Today, we announce Cluster API v1.0 is production-ready and officially moving to v1beta1 APIs. To move from the maturity level of an alpha project Cluster API has demonstrated growing adoption, feature maturity, and a strong commitment to community and inclusive innovation.

Cluster API is a Kubernetes project that enables declarative management for Kubernetes, using APIs to easily create, configure, and update clusters. It is an end-to-end approach that can simplify the repetitive tasks of the Kubernetes lifecycle, while maintaining consistency and repeatability across a unified infrastructure. 

From the beginning of time Cluster API has seen contributions from a wide range of companies including VMware, Microsoft, Weaveworks, Google, Mattermost, IBM, RedHat, D2iQ, Equinix, Apple, Talos Systems, Spectro Cloud, Daimler TSS, Ericsson, Giant Swarm, AppsCode, Intel, Twilio, New Relic, Amazon, and many more.

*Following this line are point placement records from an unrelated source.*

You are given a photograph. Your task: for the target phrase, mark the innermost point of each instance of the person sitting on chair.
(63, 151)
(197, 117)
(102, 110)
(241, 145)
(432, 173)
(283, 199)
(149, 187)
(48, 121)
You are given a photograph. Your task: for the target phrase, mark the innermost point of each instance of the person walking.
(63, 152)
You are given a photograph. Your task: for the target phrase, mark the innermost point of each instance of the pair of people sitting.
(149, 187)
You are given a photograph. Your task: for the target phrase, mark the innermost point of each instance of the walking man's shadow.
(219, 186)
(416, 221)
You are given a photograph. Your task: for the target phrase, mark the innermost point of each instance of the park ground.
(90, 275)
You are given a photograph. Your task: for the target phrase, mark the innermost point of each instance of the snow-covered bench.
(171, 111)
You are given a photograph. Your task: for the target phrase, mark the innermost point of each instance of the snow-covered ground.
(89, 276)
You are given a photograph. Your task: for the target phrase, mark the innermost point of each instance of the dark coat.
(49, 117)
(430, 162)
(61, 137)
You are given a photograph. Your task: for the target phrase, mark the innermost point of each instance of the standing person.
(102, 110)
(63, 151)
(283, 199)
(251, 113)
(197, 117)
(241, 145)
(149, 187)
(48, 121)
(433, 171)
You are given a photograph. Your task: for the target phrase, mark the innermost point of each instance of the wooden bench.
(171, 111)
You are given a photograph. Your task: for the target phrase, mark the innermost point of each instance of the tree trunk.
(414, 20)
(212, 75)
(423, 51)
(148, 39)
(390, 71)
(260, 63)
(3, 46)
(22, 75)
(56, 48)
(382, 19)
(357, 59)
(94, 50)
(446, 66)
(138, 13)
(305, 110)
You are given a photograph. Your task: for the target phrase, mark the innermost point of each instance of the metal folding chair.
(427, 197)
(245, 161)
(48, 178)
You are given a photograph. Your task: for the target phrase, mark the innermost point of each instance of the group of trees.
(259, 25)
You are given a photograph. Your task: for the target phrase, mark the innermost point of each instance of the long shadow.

Cluster API’s main goal is to make cluster lifecycle management boring. Our APIs and extensibility model has a proven production record; over time we aim to solidify our foundations even further and build abstractions to simplify the experience for end users.


Twilio – Cluster API on-premise bare metal

At Twilio we are leveraging Cluster API in production for our SendGrid email infrastructure. We run upwards of 100 production Kubernetes clusters on bare metal servers distributed across various geographic data centers.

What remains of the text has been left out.